Called Art_X@Rensselaer, the initiative infuses education with the arts—by offering more opportunities to study artistic disciplines, like music, while expanding pedagogy and research with arts-inspired approaches to conceptual thinking. “Art_X is designed to help all of our students to see the art in, and of, science, and the science in, and of, art,” said President Shirley Ann Jackson.
When students come to college, they think that they’re too busy to continue their love of music. They leave their instruments at home, and don’t think there are opportunities at Rensselaer.” —Curtis Bahn
Art_X learning opportunities are now being introduced throughout the curriculum, from interdisciplinary lectures at the Curtis R. Priem Experimental Media and Performing Arts Center (EMPAC) and the Center for Biotechnology and Interdisciplinary Studies (CBIS), to incorporating design considerations into engineering courses. But it might be said the initiative is rooted in earlier decisions to further develop music at Rensselaer.
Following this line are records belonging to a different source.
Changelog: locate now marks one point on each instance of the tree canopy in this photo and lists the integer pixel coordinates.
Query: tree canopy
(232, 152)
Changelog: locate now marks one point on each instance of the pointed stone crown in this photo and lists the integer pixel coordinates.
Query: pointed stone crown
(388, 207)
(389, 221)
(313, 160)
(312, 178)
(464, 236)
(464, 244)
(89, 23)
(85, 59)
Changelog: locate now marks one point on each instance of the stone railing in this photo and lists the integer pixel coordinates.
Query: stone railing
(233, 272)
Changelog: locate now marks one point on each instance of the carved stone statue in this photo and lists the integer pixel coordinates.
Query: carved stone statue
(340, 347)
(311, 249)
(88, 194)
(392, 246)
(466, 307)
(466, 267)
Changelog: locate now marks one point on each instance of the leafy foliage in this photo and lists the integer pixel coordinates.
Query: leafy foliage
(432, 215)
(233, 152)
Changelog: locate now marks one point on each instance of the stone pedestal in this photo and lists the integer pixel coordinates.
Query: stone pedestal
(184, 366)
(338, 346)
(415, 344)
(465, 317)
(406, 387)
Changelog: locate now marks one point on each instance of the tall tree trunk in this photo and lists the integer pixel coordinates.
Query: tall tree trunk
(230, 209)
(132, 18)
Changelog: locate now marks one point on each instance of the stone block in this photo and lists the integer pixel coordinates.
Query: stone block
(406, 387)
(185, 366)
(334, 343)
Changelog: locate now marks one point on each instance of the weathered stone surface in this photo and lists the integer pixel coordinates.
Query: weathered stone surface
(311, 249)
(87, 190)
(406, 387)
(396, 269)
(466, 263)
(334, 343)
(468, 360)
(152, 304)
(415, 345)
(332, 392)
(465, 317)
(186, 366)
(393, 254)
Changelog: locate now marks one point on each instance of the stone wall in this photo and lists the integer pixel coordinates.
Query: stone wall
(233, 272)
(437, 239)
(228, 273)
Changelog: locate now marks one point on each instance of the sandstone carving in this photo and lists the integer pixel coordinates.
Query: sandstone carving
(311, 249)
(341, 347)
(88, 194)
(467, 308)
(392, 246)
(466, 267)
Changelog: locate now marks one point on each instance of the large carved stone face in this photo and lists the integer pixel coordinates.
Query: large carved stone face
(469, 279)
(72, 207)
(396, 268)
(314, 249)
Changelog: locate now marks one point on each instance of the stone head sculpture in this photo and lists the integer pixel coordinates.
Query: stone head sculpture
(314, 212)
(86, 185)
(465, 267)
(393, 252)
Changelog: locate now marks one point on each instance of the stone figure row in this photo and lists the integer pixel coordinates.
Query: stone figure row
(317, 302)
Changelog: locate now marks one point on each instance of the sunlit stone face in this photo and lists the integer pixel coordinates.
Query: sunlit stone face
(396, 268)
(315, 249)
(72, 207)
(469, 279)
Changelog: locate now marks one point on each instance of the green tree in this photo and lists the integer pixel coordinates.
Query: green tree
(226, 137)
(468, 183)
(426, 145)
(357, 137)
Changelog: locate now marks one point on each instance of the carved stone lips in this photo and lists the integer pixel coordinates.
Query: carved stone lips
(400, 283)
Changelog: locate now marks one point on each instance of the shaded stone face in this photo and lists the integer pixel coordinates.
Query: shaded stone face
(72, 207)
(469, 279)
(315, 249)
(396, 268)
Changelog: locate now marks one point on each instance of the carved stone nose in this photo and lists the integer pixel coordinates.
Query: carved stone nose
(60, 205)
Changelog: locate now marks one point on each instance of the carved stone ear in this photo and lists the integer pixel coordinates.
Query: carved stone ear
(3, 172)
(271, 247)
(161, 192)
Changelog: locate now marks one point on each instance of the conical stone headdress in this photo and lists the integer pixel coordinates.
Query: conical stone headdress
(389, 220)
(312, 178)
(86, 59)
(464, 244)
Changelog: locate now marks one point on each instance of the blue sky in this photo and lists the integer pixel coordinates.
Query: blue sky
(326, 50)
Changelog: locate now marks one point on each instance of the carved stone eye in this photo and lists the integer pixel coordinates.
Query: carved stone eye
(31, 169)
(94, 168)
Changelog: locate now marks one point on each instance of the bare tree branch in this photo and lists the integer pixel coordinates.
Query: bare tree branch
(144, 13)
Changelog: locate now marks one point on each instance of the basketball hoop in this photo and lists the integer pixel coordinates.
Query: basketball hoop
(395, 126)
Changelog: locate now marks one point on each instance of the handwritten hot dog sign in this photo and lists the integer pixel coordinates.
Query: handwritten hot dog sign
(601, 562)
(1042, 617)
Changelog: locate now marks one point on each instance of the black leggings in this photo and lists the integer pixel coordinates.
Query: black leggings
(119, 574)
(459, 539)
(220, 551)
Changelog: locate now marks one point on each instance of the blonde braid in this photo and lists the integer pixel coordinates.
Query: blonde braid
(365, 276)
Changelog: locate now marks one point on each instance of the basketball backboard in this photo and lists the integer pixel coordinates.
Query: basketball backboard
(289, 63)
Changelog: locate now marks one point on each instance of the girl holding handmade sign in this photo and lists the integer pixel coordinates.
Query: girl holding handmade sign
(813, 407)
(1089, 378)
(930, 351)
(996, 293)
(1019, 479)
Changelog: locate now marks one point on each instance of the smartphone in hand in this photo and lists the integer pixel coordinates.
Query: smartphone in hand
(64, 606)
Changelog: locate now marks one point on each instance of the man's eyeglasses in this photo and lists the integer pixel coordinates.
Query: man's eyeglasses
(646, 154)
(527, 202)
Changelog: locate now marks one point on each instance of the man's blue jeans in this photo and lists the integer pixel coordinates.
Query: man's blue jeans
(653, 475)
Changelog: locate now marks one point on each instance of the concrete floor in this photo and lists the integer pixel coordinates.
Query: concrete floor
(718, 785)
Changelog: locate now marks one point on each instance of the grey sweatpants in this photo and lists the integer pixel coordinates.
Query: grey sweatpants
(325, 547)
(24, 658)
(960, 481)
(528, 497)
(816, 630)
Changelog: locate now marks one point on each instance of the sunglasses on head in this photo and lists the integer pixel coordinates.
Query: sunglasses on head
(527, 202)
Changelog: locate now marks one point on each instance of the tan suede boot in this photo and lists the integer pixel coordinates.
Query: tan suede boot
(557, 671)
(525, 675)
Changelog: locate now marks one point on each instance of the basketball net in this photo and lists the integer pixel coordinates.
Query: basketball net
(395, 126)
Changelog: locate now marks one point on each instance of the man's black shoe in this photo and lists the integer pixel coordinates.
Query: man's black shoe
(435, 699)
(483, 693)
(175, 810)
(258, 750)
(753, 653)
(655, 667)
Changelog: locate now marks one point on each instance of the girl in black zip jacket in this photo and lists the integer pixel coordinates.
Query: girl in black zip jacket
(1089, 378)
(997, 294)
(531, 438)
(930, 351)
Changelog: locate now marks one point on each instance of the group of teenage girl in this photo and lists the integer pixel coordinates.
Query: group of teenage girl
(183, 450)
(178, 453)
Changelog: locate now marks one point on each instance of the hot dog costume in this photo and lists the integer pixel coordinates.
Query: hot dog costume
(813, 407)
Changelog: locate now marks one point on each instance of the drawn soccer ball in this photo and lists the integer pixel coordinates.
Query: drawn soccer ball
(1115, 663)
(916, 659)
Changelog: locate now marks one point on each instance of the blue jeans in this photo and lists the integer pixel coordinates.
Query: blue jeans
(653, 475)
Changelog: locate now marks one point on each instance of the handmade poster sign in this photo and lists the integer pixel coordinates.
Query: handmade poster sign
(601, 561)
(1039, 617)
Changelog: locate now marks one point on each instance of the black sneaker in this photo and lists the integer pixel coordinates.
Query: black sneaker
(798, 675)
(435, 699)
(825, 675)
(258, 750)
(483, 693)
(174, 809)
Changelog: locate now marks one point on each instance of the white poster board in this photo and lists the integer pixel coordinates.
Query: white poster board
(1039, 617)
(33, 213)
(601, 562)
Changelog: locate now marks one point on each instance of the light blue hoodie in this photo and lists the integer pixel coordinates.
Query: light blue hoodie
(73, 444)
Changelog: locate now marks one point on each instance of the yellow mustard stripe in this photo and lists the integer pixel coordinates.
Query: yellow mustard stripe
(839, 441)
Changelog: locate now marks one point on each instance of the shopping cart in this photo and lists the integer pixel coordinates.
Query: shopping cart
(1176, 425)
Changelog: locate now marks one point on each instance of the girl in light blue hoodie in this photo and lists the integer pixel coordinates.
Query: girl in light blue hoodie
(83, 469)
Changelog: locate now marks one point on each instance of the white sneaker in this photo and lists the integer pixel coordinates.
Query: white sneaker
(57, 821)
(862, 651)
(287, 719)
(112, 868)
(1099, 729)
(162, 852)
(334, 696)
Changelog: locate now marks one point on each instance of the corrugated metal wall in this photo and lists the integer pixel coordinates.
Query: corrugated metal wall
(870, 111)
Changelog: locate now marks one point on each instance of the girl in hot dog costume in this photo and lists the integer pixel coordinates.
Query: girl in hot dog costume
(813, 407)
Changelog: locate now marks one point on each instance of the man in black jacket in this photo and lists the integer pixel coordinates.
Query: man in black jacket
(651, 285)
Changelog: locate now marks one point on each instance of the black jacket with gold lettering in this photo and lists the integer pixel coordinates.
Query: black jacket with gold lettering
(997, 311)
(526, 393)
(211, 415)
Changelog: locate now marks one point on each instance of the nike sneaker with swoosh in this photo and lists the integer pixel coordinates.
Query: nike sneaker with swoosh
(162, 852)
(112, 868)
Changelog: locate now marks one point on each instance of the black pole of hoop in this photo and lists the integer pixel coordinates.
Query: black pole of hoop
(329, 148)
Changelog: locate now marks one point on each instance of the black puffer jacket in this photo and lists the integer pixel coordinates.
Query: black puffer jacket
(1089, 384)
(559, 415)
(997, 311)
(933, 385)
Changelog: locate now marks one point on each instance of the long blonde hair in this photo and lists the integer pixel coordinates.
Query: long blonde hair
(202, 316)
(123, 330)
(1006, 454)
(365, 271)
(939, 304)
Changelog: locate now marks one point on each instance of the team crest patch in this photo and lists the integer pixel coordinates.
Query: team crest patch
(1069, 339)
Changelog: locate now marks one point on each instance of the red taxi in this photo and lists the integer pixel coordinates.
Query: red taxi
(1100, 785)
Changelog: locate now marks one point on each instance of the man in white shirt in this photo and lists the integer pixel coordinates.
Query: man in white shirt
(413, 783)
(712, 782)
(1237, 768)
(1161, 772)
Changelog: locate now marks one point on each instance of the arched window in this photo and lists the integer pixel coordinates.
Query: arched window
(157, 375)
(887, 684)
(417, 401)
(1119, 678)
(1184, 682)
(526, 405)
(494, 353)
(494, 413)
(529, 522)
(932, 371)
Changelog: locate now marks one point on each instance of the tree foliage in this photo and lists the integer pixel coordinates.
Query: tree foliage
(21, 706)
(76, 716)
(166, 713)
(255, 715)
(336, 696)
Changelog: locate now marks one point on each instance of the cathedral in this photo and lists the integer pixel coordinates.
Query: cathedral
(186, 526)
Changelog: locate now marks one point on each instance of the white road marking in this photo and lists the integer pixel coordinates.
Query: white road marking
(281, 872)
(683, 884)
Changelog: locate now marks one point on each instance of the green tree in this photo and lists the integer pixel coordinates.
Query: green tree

Since joining Rensselaer, Simoni has been investigating the existing Rensselaer music culture, supported by faculty with wide-ranging interests and expertise. In addition to Bahn, who also has formal training in Hindustani music and the sitar, music-related faculty include Professor Michael Century, a renowned composer who studied with Nadia Boulanger in Paris and is also a jazz pianist, accordionist, and critical theorist who is leading the effort to seek accreditation for the new degree; Associate Professor Tomie Hahn, an ethnomusicologist with expertise in Japanese culture; Assistant Professor Robert Hamilton, who specializes in gaming and live electronics; Professor of Practice Eddie Ade Knowles, who specializes in African, Afro-Cuban, and New World percussion; and Professor of Practice Pauline Oliveros, an internationally renowned composer and founder of the Deep Listening Institute.
In addition, when Nicholas DeMaison was hired in 2013, he brought the Rensselaer Orchestra and the Concert Choir forward to be offered as classes, added in a Chamber Ensemble course that could accommodate various iterations of smaller groups, and began developing and conducting a concert series each semester.
“Having an orchestra and a choir and a chamber program that are functioning at a high level is really important for letting people know that we take all of this seriously,” said DeMaison. “In a way it’s a flagship endeavor, but it’s actually just sort of to the side of the focus.”